Ainsi parlait l’homme d’affaires congolais Sindika Dokolo, 46 ans, à l’ouverture fin juin de l’événement « IncarNations, African Art as Philosophy » au Palais des Beaux-Arts de Bruxelles (Bozar). Ouverte jusqu’au 6 octobre, cette exposition-fleuve invite à une promenade à travers les plus belles pièces de sa collection privée, la plus grande en Afrique. Dans un dialogue curatorial avec le plasticien sud-africain Kendell Geers, d’origine Afrikaner, le collectionneur entend démonter les attentes du public européen, afrodescendant ou pas, vis-à-vis d’une Afrique encore trop souvent fantasmée. Tout tourne autour du concept de nkizi, le fétiche, à la fois objet et esprit. « J’ai fait de tout le musée un nkizi », explique Kendell Geers.

Murs vides et oeuvres au centre

Aucune oeuvre n’est donc accrochée aux murs, recouverts d’un papier peint agressif à motifs géométriques qui suggèrent l’Afrique. En trompe-l’oeil, on peut y lire les mots « Lie » (mensonge en anglais) et « Believe » (croire). Les oeuvres sont condensées au centre des salles et fixées sur des structures métalliques qui rappellent ces grillages omniprésents en Afrique du Sud. Leur agencement est d’ordre politique : il commence avec des oeuvres traitant de l’apartheid, répondant à des photographies de Stephen Shames du mouvement des Black Panthers aux États-Unis. Les pièces d’art ancien sont disséminées au fil de l’exposition, répondant aux créations contemporaines.

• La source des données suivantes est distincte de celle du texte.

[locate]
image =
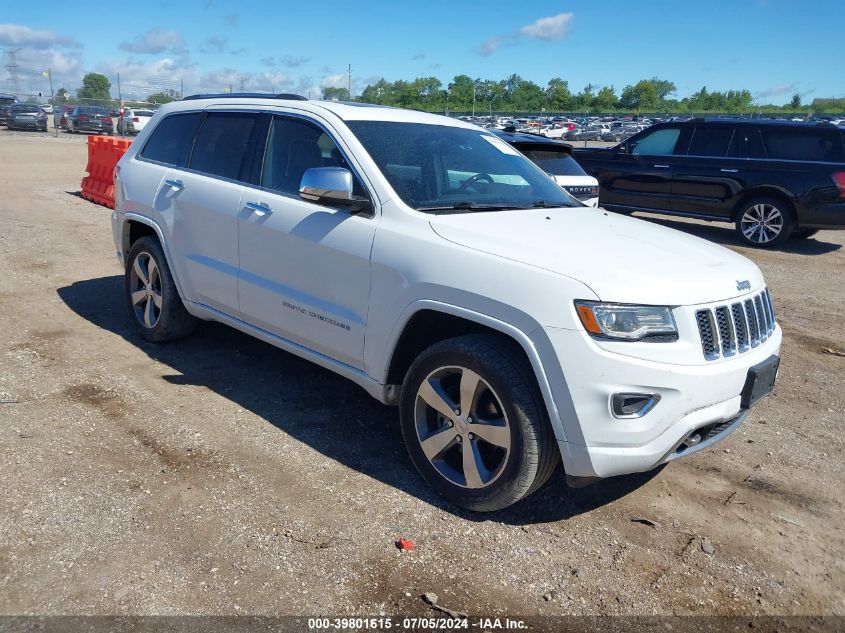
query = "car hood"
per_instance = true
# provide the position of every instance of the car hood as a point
(622, 259)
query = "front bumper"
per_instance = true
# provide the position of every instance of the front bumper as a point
(597, 444)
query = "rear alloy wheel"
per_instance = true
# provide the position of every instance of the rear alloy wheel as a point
(152, 299)
(475, 425)
(764, 222)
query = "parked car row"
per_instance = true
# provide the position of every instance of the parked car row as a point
(73, 118)
(772, 179)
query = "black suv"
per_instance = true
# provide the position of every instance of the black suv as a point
(773, 179)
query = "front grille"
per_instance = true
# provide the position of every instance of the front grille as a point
(735, 328)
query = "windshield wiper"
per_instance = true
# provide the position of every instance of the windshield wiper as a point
(467, 205)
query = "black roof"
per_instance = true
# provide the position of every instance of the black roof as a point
(745, 121)
(246, 95)
(523, 138)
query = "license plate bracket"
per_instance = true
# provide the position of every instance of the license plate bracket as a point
(760, 381)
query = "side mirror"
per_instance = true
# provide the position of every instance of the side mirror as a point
(332, 187)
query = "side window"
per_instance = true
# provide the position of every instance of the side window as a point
(747, 143)
(295, 146)
(658, 143)
(803, 144)
(171, 141)
(710, 140)
(222, 144)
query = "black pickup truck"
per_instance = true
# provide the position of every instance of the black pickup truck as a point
(772, 179)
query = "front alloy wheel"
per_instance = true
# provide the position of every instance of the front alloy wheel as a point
(764, 222)
(475, 424)
(462, 427)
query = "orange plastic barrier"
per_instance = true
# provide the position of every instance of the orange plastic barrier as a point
(103, 154)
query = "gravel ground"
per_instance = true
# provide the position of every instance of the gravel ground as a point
(219, 475)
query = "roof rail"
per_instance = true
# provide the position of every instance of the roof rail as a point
(248, 95)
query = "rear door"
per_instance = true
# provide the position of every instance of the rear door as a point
(641, 177)
(304, 267)
(203, 201)
(708, 177)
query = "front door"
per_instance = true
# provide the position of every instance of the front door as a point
(642, 176)
(708, 178)
(205, 200)
(304, 268)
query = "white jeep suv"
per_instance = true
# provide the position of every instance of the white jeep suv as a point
(431, 263)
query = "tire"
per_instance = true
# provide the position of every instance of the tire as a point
(765, 222)
(513, 449)
(156, 309)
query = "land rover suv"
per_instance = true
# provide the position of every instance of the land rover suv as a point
(772, 179)
(431, 263)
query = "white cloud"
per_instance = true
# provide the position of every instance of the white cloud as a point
(288, 61)
(215, 44)
(17, 35)
(548, 29)
(156, 41)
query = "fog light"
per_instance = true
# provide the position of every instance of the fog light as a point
(632, 405)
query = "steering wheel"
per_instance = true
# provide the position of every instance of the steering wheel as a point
(474, 179)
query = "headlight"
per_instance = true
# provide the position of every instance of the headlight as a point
(627, 322)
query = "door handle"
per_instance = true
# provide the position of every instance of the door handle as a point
(259, 207)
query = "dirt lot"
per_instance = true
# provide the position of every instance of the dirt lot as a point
(221, 476)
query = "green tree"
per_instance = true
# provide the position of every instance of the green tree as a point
(558, 95)
(606, 99)
(94, 86)
(62, 97)
(332, 93)
(460, 92)
(165, 96)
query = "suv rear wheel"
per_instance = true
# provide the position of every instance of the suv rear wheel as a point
(765, 222)
(154, 305)
(475, 424)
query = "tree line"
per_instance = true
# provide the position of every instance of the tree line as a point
(514, 94)
(517, 94)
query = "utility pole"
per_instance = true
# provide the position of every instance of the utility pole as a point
(12, 67)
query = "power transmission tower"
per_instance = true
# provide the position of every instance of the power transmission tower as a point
(12, 67)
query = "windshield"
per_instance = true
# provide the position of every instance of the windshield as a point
(555, 162)
(441, 168)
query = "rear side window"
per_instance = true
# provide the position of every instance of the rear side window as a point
(710, 141)
(221, 147)
(747, 143)
(803, 144)
(171, 141)
(657, 143)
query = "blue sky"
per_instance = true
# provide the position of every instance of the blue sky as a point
(774, 48)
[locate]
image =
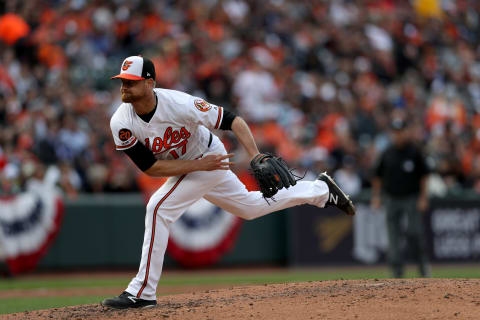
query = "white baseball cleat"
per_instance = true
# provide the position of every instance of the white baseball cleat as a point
(337, 197)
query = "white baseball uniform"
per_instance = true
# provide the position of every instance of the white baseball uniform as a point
(180, 129)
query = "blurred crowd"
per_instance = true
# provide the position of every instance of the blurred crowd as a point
(317, 80)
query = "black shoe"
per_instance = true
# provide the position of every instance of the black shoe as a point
(127, 300)
(337, 197)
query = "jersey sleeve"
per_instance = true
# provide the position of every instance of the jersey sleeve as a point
(122, 134)
(201, 112)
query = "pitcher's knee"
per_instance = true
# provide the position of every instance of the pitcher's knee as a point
(244, 214)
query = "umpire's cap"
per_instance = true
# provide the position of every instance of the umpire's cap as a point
(136, 68)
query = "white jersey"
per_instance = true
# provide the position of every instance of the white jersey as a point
(179, 129)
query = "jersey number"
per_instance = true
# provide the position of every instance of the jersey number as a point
(157, 145)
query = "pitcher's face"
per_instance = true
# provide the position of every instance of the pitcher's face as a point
(133, 90)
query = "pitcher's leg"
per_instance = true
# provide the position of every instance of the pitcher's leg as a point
(165, 206)
(231, 195)
(154, 242)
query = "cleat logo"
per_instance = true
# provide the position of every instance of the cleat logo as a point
(133, 299)
(333, 198)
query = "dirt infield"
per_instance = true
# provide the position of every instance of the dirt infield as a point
(341, 299)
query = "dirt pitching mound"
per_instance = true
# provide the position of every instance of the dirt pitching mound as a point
(341, 299)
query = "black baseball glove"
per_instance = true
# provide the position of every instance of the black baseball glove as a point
(271, 174)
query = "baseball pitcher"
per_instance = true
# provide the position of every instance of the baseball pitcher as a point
(168, 133)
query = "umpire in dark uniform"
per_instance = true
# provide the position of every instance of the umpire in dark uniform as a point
(400, 181)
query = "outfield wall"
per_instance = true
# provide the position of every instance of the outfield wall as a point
(107, 231)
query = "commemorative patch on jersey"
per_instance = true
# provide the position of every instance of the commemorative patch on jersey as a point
(124, 134)
(202, 105)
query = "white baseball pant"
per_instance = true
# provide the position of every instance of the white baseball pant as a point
(222, 188)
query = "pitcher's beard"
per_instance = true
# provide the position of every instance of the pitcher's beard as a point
(128, 98)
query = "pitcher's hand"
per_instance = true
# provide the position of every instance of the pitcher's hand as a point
(215, 162)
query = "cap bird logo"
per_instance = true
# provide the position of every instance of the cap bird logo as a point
(202, 105)
(124, 134)
(126, 65)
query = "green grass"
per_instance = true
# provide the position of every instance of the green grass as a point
(12, 305)
(237, 278)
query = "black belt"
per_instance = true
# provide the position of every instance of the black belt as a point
(210, 140)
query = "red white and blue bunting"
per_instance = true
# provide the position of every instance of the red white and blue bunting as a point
(202, 235)
(29, 223)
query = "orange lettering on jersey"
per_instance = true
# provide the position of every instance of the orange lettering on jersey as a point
(126, 65)
(172, 139)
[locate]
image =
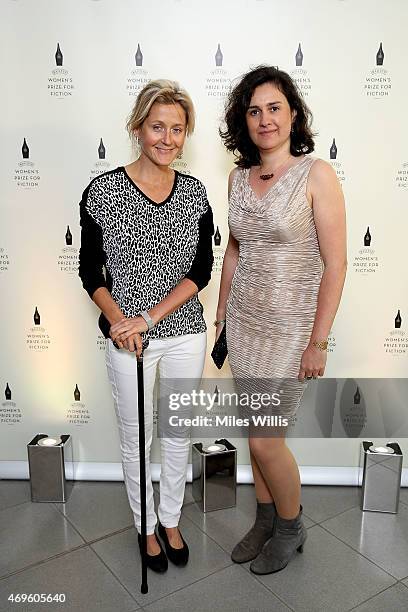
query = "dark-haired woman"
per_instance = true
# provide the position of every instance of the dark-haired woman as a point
(282, 279)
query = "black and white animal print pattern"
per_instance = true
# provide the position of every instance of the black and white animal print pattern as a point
(149, 247)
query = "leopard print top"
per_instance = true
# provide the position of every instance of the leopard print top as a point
(146, 248)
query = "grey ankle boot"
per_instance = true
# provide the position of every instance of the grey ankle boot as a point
(251, 545)
(289, 536)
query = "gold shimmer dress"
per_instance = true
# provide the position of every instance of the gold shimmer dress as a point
(273, 298)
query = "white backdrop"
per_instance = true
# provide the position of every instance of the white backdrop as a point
(63, 101)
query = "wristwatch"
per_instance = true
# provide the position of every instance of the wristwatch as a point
(322, 345)
(145, 315)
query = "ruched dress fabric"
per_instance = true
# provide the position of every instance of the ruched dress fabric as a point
(272, 303)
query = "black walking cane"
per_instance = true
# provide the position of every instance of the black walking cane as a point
(142, 455)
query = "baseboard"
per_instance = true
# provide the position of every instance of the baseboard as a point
(309, 474)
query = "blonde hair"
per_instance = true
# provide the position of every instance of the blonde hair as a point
(162, 91)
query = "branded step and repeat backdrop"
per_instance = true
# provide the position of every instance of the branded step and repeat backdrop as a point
(70, 74)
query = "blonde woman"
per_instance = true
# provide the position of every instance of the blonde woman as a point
(150, 227)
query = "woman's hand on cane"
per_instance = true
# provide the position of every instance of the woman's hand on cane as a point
(126, 333)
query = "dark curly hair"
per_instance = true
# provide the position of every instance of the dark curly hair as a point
(235, 135)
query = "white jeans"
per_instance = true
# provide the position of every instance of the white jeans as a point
(176, 357)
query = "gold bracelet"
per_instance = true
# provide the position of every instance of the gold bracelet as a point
(322, 345)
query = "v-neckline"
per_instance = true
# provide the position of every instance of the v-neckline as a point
(167, 199)
(259, 199)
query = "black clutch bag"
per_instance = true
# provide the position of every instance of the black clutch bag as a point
(220, 350)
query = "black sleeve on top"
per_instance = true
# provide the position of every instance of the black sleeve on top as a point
(200, 271)
(92, 257)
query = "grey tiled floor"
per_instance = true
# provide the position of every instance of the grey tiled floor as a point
(87, 549)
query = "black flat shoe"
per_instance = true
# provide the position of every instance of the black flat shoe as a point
(157, 563)
(178, 556)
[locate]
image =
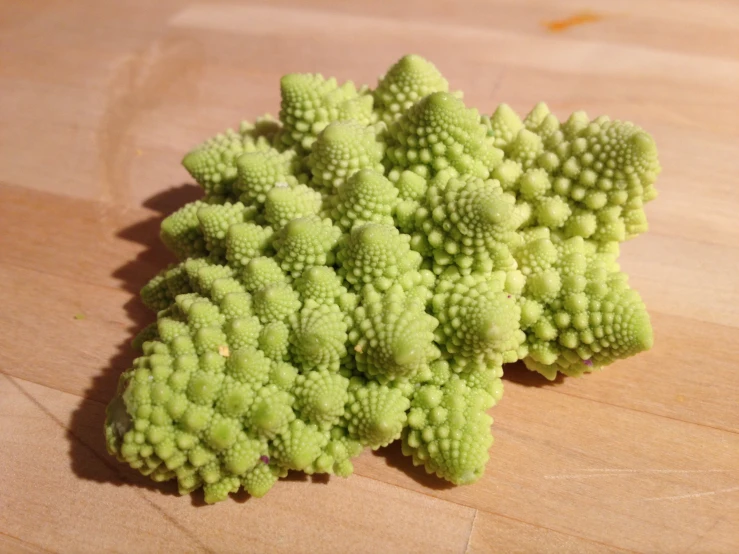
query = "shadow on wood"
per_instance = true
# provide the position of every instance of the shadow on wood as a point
(87, 449)
(518, 373)
(395, 458)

« La scénographie vise à casser les idées reçues sur nous-mêmes, Africains, et à tendre des miroirs pour apprendre à se regarder et se célébrer, explique Sindika Dokolo. Il s’agit d’en finir avec le mensonge, ces idées fausses qui marquent tout ce que nous savons ou croyons savoir sur nous-mêmes. Aussi ai-je évoqué un existentialisme africain à l’ouverture de l’exposition. Un thème central à mon sens, dans la mesure où les Africains se définissent d’abord et avant tout par les choix et les actes qu’ils posent. Les Afrodescendants, dans leur immense majorité, pensent que leur histoire a commencé le jour où le Blanc a posé son regard sur un Noir. Le résultat s’apparente à une castration absolue, qui va à l’encontre de toute idée de développement et d’épanouissement. »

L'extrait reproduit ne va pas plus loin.